Komplexchemie und mechanismen metallkatalysierter cc-kupplungsreaktionen: II . Oxidative addition von chloraromaten an Pd 0-komplexe: synthese, struktur und stabilität von arylpalladium(II)-chloriden der phosphanreihe

Abstract

Chlorobenzene and electron-poor aryl chlorides ClC 6X (X = 4-NO 2, 4-CHO, 4-CN, 4-H) add oxidatively to Pd(PPh 3) 4 or Pd(PPh 3) 2(dba) at 100–140°C to give complexes of the type trans-Pd(PPh 3) 2(C 6H 4- p-X)Cl ( 1a- d). Oxidative addition of electron-rich aryl chlorides ClC 6H 4Y (Y = 4-CH 3, 4-CH 3O) to Pd(PPh 3) 4 was expected to lead to the complexes trans-Pd(PPh 3) 2(C 6H 4Y)Cl ( 1e, f), but instead gave, in almost quantitative total yield, mixtures consisting of 90% trans-Pd(PPh 3) 2(Ph)Cl ( 1d) and 10% trans-Pd(PPh 3){PPh 2(C 6H 4- p-Y)}(Ph)Cl ( 3e, f). The stability of the oxidative addition products ( 1e- f) in solution was examined by means of in situ 1H and 31P NMR spectroscopy and mass spectrometry.

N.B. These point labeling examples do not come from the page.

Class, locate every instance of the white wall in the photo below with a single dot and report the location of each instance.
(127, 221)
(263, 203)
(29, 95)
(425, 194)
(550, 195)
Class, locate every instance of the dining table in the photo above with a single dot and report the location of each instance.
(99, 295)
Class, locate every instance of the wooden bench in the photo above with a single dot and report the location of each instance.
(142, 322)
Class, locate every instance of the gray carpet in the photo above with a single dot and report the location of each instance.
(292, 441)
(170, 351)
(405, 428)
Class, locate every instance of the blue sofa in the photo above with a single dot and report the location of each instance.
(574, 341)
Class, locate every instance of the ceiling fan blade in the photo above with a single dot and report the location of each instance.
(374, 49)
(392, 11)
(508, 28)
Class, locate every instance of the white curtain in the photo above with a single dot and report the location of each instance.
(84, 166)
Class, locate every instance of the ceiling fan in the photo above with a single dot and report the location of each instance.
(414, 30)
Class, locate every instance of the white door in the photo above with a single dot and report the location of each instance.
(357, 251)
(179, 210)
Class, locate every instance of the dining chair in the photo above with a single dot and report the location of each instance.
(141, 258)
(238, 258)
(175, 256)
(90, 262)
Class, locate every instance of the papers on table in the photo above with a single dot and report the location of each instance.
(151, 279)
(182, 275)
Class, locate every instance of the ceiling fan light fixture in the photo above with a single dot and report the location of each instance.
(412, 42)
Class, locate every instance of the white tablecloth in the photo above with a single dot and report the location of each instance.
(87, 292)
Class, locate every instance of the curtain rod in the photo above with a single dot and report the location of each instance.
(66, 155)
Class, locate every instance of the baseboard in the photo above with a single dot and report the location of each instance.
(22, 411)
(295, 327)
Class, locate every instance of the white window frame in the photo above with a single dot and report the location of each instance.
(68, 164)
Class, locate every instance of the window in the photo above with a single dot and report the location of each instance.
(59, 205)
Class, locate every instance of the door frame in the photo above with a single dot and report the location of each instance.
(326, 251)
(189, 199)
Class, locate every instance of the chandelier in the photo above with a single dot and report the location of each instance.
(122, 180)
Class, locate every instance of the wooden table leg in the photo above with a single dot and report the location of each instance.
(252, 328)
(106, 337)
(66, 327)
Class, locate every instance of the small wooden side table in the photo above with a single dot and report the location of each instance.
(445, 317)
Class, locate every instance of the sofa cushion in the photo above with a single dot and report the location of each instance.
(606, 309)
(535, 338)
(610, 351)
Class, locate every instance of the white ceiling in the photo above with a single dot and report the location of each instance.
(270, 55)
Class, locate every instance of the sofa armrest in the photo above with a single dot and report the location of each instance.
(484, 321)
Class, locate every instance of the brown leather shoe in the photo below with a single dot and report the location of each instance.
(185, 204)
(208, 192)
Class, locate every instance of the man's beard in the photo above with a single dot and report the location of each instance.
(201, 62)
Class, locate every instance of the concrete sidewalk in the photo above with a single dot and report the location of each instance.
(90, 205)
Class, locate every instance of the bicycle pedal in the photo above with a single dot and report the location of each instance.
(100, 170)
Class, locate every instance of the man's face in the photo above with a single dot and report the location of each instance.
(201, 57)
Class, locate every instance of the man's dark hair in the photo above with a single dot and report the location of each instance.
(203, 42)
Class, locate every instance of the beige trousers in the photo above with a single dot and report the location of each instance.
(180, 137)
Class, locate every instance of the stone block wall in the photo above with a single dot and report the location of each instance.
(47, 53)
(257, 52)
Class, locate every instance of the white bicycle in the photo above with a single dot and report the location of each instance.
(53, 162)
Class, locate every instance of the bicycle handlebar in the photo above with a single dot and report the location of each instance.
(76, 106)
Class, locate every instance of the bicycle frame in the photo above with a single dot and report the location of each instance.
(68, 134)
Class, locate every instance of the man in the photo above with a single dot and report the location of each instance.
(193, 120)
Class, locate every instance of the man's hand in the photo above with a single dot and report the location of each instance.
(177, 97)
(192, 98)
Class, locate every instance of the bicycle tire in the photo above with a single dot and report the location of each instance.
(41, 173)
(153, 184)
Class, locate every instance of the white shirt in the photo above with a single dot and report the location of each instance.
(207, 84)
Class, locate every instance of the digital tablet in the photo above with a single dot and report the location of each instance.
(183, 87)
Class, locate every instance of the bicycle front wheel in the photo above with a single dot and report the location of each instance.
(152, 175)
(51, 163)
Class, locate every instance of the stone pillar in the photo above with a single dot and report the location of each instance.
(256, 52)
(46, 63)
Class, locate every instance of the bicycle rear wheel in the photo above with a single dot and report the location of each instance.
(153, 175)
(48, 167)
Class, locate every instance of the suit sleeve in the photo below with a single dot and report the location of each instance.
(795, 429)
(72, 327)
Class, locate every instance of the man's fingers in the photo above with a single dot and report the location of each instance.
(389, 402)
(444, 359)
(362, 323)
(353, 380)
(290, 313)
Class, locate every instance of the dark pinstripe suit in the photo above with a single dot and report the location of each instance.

It is shown that the complexes 1e and 1f, synthesized independently by halogen-exchange from the iodo derivatives, undergo a facile aryl-aryl exchange between the palladium center and the coordinated phosphine ligands, just in contrast to 1a- c. Subsequent intermolecular phosphine scrambling leads to further isomerisation which results in the formation of the observed reaction products 1d and 3e, f. Complexes with chelating phosphine ligands (P-P) of the type cis-Pd(P-P)(Ph)Cl ( 2a, b; P-P = dppe, dppp) are obtained by oxidative addition of chlorobenzene to Pd(P-P)(dba) or by simple phosphine exchange from 1d. Their identity is supported by single-crystal X-ray diffraction of 2b.